Workers will receive 3 copies of the W-2:
- For submitting with their tax return
- To keep in their records
- In case they need to provide it to their state tax authority
It’s a good idea to let employees know when they can expect their forms. If you’re distributing them electronically, you’ll want to make sure you tell employees that as well so they don’t miss their form.
Since employees may no longer work for you when you issue your W-2s, you’ll want to make sure you have an accurate mailing address on file for them.
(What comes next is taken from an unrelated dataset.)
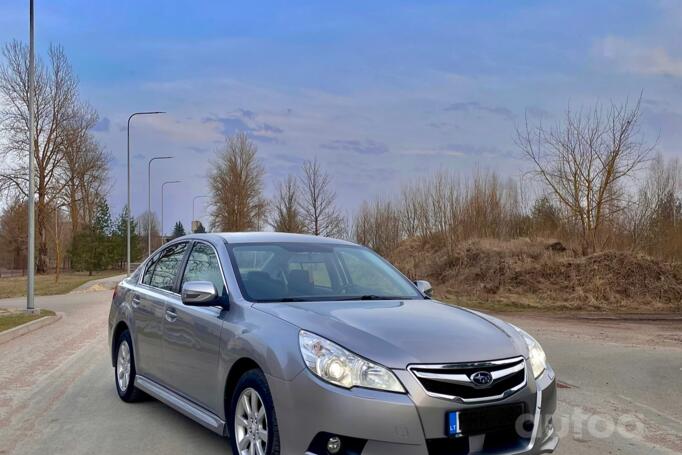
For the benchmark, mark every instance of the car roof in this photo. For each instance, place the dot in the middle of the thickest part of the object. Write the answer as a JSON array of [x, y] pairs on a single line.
[[268, 237]]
If you send an employee their W-2 and it gets returned to you, you should simply keep it in your records.
Form W-2 Penalties
To avoid potential penalties, it’s important to make sure you meet all the requirements for the Form W-2. The most common issues employers face when it comes to W-2s are submitting the forms late, failing to include all required information, or including incorrect information.
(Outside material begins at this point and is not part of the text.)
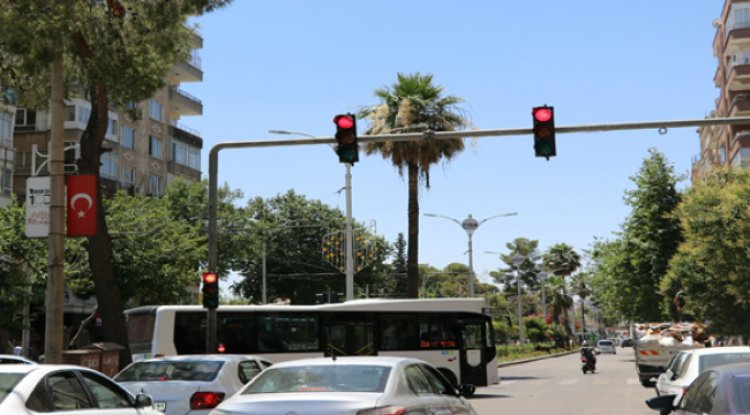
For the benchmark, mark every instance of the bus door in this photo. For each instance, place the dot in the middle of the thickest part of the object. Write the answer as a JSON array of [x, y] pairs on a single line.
[[349, 334], [472, 354]]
If you do any of these things and can’t show reasonable cause, you may face a penalty depending on when a correct form is eventually filed, which varies based on your size.
- Small Businesses: If you’re a small business, meaning one with average gross receipts of $5 million or less over the past 3 years, you can be fined:
- $50 per form filed up to 30 days late, up to a maximum of $197,500
- $110 per form if you file them after 30 days but before August 1, up to a maximum of $565,500
- $280 per form for submissions made on or after August 1 or not at all, up to a maximum of $1,130,000
- Large Businesses: Companies with gross receipts over $5 million in the last 3 taxable years can face the following penalties:
- $50 per form filed up to 30 days late up to a maximum of $556,500
- $110 per form filed 31 days late through August 1, up to a maximum of $1,669,500
- $270 per form for those filed on or after August 1, or not at all, up to a maximum of $3,339,000
If you realize you’ve submitted a form with errors, you can file a corrected version. However, if your error relates only to an incorrect dollar amount that doesn’t differ from the accurate amount by more than $100, then you fall under a safe harbor exception and don’t need to file a corrected form or face a penalty.
How Can I Stay Compliant With W-2 Requirements?
With the risk of costly fines for late, incomplete or inaccurate W-2s, it’s important to make sure you meet all your employer responsibilities for these forms. Since there’s a lot to keep track of when it comes to Form W-2, you may want to consider using an online filing service or have a third party payroll provider handle the forms.